Nas entrevistas que compõem nosso corpus empírico, a questão do monitoramento e da

vigilância sobre o poder é muito rara, aparecendo, de forma quase tangencial, em apenas cinco

dos 140 excertos. De uma forma inclusiva, consideramos aqui falas que fazem referência a algum

tipo de controle ou à transparência. O entrevistado 14, por exemplo, advoga a necessidade de

maior controle sobre o sistema econômico para que o poder popular possa emergir de fato. O

entrevistado 37, por sua vez, diz que transparência era uma das demandas das manifestações,

para frisar o que parece ver como uma hipocrisia da ideia de democracia de muitos manifestantes.

Inclusive nos países do centro né, Estados Unidos e alguns países da Europa, você teve uma ruína do estado de bem estar social, há muito tempo né, na verdade. Mas eu acho que nos últimos anos, com a crise econômica, a pau quebrou pro lado principalmente dos mais pobres, da classe trabalhadora, e aí você teve manifestações por democracia, por um maior controle do sistema financeiro… por maior poder popular de fato em oposição a esse poder do capital. (Entrevistado 14, BH) Então tem coisas, o pessoal pedia muito transparência, democratização, etc, mas são os mesmo que trabalham em empresas elitistas antidemocráticas e que maltratam o ascensorista, o porteiro e não conversa com o faxineiro (Entrevistado 37, SP)

Fica claro que as menções ao controle do poder são bastante gerais e pouco atentas à

dimensão institucional do controle. Observa-se, também, certa descrença na efetividade desse

controle individualizado feito por meio de tecnologias da comunicação.
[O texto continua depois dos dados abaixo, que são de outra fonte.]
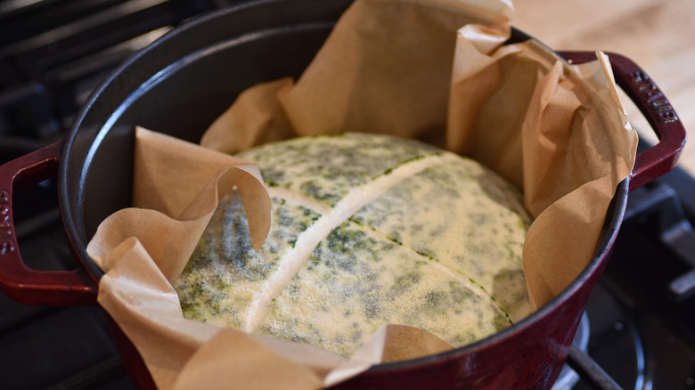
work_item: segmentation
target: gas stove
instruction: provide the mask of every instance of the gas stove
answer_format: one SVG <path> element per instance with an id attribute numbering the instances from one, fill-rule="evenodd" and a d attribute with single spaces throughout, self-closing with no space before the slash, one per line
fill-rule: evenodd
<path id="1" fill-rule="evenodd" d="M 61 140 L 128 55 L 224 0 L 0 1 L 0 163 Z M 646 146 L 646 145 L 641 145 Z M 46 180 L 15 193 L 27 264 L 70 270 Z M 695 179 L 679 168 L 630 193 L 613 255 L 555 388 L 695 388 Z M 0 388 L 135 388 L 95 307 L 0 293 Z M 576 372 L 578 373 L 576 374 Z"/>

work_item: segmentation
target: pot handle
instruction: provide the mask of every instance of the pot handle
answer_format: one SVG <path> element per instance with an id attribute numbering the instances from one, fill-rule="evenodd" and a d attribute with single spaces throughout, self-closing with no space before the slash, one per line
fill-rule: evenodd
<path id="1" fill-rule="evenodd" d="M 673 169 L 687 136 L 671 102 L 651 77 L 628 58 L 612 53 L 607 54 L 616 83 L 640 109 L 659 139 L 656 145 L 637 153 L 630 175 L 630 191 L 633 191 Z M 594 52 L 560 52 L 560 55 L 575 64 L 596 60 Z"/>
<path id="2" fill-rule="evenodd" d="M 37 271 L 24 264 L 12 221 L 12 190 L 54 177 L 61 142 L 0 166 L 0 288 L 25 305 L 96 305 L 96 288 L 83 269 Z"/>

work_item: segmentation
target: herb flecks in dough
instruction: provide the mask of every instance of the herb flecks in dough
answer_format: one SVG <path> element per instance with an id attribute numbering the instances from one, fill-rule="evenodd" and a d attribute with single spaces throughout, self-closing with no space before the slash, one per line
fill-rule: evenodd
<path id="1" fill-rule="evenodd" d="M 518 190 L 429 145 L 346 134 L 244 153 L 273 197 L 250 246 L 225 197 L 176 288 L 184 315 L 349 355 L 388 323 L 462 345 L 528 313 Z"/>

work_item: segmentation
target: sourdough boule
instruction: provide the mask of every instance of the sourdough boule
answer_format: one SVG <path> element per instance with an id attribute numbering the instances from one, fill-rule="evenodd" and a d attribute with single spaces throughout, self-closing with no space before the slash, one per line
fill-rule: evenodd
<path id="1" fill-rule="evenodd" d="M 175 288 L 184 315 L 349 355 L 402 324 L 463 345 L 528 313 L 518 189 L 413 141 L 348 133 L 239 154 L 261 170 L 271 230 L 254 250 L 221 199 Z"/>

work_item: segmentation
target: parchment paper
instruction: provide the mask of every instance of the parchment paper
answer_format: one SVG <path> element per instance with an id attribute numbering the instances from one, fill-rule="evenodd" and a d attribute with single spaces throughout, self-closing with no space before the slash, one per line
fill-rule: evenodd
<path id="1" fill-rule="evenodd" d="M 376 362 L 451 347 L 389 325 L 345 359 L 184 319 L 170 281 L 219 197 L 240 189 L 255 246 L 268 231 L 258 170 L 213 149 L 353 131 L 471 156 L 523 188 L 536 217 L 524 247 L 534 307 L 574 280 L 592 257 L 617 184 L 630 173 L 636 134 L 602 54 L 569 66 L 533 42 L 501 46 L 511 14 L 504 1 L 357 0 L 296 84 L 269 80 L 246 91 L 202 147 L 138 129 L 137 208 L 104 221 L 87 249 L 107 272 L 99 303 L 159 388 L 319 388 Z"/>

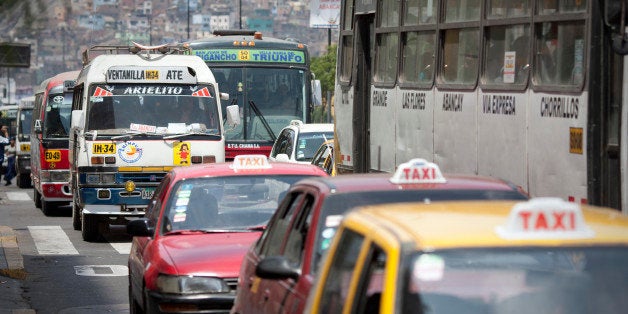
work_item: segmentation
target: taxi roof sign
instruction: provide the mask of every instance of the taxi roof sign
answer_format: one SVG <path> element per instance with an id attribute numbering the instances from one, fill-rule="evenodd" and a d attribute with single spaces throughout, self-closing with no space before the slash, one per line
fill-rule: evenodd
<path id="1" fill-rule="evenodd" d="M 517 203 L 506 224 L 497 226 L 495 232 L 508 240 L 585 239 L 595 235 L 578 204 L 553 197 Z"/>
<path id="2" fill-rule="evenodd" d="M 395 184 L 445 183 L 445 177 L 437 164 L 415 158 L 399 165 L 390 182 Z"/>
<path id="3" fill-rule="evenodd" d="M 238 155 L 233 159 L 233 170 L 256 170 L 272 168 L 266 155 Z"/>

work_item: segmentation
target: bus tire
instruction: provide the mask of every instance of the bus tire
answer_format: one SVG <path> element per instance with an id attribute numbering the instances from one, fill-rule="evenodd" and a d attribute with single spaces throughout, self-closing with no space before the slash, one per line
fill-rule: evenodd
<path id="1" fill-rule="evenodd" d="M 81 230 L 81 208 L 72 202 L 72 228 Z"/>
<path id="2" fill-rule="evenodd" d="M 21 173 L 16 178 L 17 187 L 20 189 L 28 188 L 31 186 L 31 176 L 25 173 Z"/>
<path id="3" fill-rule="evenodd" d="M 98 240 L 98 217 L 90 214 L 81 214 L 81 235 L 83 241 L 95 242 Z"/>
<path id="4" fill-rule="evenodd" d="M 56 203 L 41 200 L 41 211 L 44 213 L 44 215 L 50 216 L 56 211 L 56 209 Z"/>
<path id="5" fill-rule="evenodd" d="M 41 208 L 41 194 L 36 188 L 33 188 L 33 201 L 35 201 L 36 208 Z"/>

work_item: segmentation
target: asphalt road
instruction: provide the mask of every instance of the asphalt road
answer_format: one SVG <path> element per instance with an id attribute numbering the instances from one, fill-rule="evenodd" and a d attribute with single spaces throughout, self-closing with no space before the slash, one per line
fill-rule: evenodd
<path id="1" fill-rule="evenodd" d="M 0 314 L 128 313 L 131 238 L 84 242 L 70 206 L 45 216 L 32 194 L 0 187 Z"/>

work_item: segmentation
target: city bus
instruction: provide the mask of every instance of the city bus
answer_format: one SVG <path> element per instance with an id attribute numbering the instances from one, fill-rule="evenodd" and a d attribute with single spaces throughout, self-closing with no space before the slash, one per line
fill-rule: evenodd
<path id="1" fill-rule="evenodd" d="M 20 99 L 15 119 L 15 179 L 19 188 L 31 186 L 31 127 L 34 104 L 34 95 Z"/>
<path id="2" fill-rule="evenodd" d="M 625 13 L 612 0 L 343 0 L 339 172 L 422 157 L 628 212 Z"/>
<path id="3" fill-rule="evenodd" d="M 279 131 L 292 120 L 310 122 L 313 106 L 320 104 L 307 46 L 249 30 L 213 34 L 188 45 L 212 69 L 229 104 L 240 109 L 241 123 L 225 125 L 226 159 L 268 156 Z"/>
<path id="4" fill-rule="evenodd" d="M 33 201 L 45 215 L 72 202 L 68 143 L 72 86 L 79 71 L 58 73 L 35 89 L 30 131 Z"/>
<path id="5" fill-rule="evenodd" d="M 224 161 L 228 98 L 181 46 L 94 46 L 83 62 L 69 144 L 72 225 L 97 241 L 144 216 L 173 167 Z"/>

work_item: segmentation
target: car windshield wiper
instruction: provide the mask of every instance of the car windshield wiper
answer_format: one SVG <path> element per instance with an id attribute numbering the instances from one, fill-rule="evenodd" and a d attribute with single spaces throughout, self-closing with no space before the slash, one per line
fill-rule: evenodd
<path id="1" fill-rule="evenodd" d="M 182 229 L 166 232 L 164 235 L 198 234 L 198 233 L 225 233 L 233 232 L 228 229 Z"/>

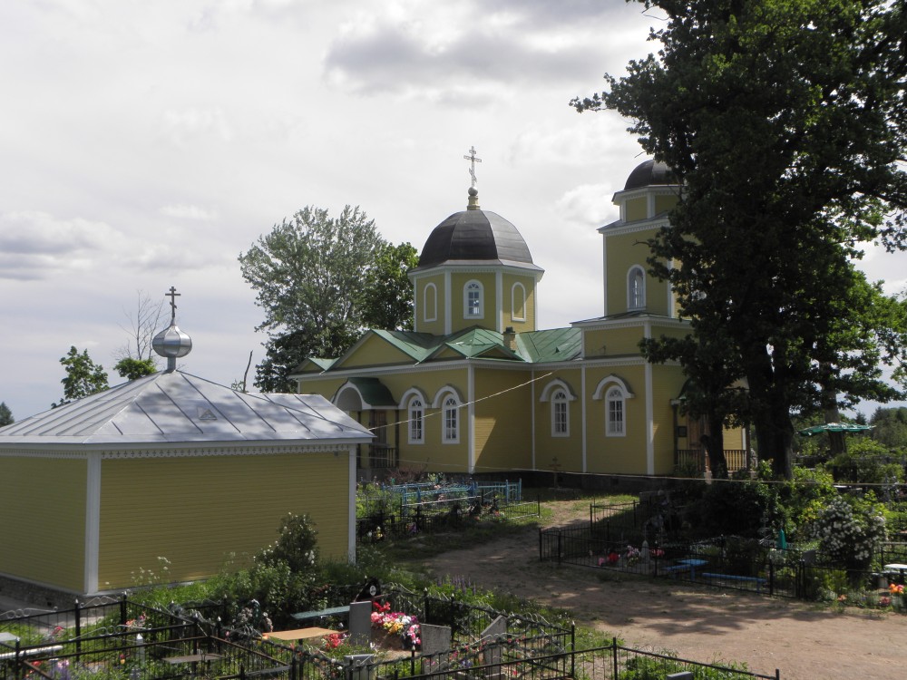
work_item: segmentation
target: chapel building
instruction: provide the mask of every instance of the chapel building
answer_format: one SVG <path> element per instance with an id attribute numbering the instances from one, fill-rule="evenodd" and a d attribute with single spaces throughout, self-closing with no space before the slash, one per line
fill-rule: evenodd
<path id="1" fill-rule="evenodd" d="M 297 391 L 374 432 L 359 447 L 360 476 L 701 470 L 705 430 L 680 408 L 686 376 L 639 350 L 643 338 L 689 333 L 668 283 L 646 265 L 645 242 L 668 224 L 679 190 L 663 163 L 633 170 L 613 198 L 619 219 L 599 229 L 601 316 L 539 329 L 543 270 L 471 188 L 466 209 L 434 228 L 409 272 L 414 330 L 368 330 L 343 356 L 307 359 L 291 375 Z M 744 436 L 725 433 L 730 469 L 745 465 Z"/>

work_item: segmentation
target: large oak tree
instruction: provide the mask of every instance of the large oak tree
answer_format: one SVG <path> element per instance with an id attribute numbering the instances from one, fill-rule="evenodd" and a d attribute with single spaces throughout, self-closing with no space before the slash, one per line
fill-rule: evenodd
<path id="1" fill-rule="evenodd" d="M 719 394 L 746 378 L 760 456 L 789 476 L 792 411 L 900 393 L 880 363 L 903 360 L 903 303 L 853 263 L 907 240 L 905 2 L 642 4 L 658 54 L 572 103 L 630 119 L 682 183 L 649 264 L 710 354 L 685 368 L 720 367 Z"/>
<path id="2" fill-rule="evenodd" d="M 288 376 L 306 357 L 336 357 L 380 320 L 412 327 L 412 285 L 403 270 L 414 248 L 381 238 L 358 207 L 336 218 L 314 206 L 275 225 L 239 255 L 242 277 L 256 290 L 267 331 L 266 357 L 255 384 L 291 390 Z M 403 270 L 402 276 L 400 270 Z"/>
todo mundo praticamente tem esses dispositivos, você vê morador de rua com esses celulares que tiram foto, e que se recarregar um real na TIM a pessoa consegue compartilhar [a foto] no Facebook. Então o acesso é muito fácil, mas se criou, e não à toa, não sem pretensão política alguma, né?, se criou uma imagem como se você tivesse uma democratização da mídia que é coisa que de fato não existe. Então “foda-se” que um monte de gente gravou que matou o camelô, um monte de gente gravou aquilo no celular, “foda-se”! Se não tem vontade política, se não tem vontade da grande imprensa disso “bombar”, pode ter cinco mil pessoas gravado a mesma coisa e “bombado” no Twitter. Vai dar uma “bombadinha”, vai ter o seu alcance, o que é legítimo, acho que é bom eu ter visto também o vídeo, eu acho bom, não estou falando que é negativo, mas cria-se um fetiche de democratização da mídia que de fato não existe. (Entrevistada 23, SP)

Nota-se, em síntese, que a questão da vigilância, da transpartência e do controle, aparece

de forma muito periférica, sem atenção à questão institucional dos controles e atravessada por

críticas ao efetivo potencial do controle exercitado individualmente no cenário contemporâneo de

abundância comunicativa.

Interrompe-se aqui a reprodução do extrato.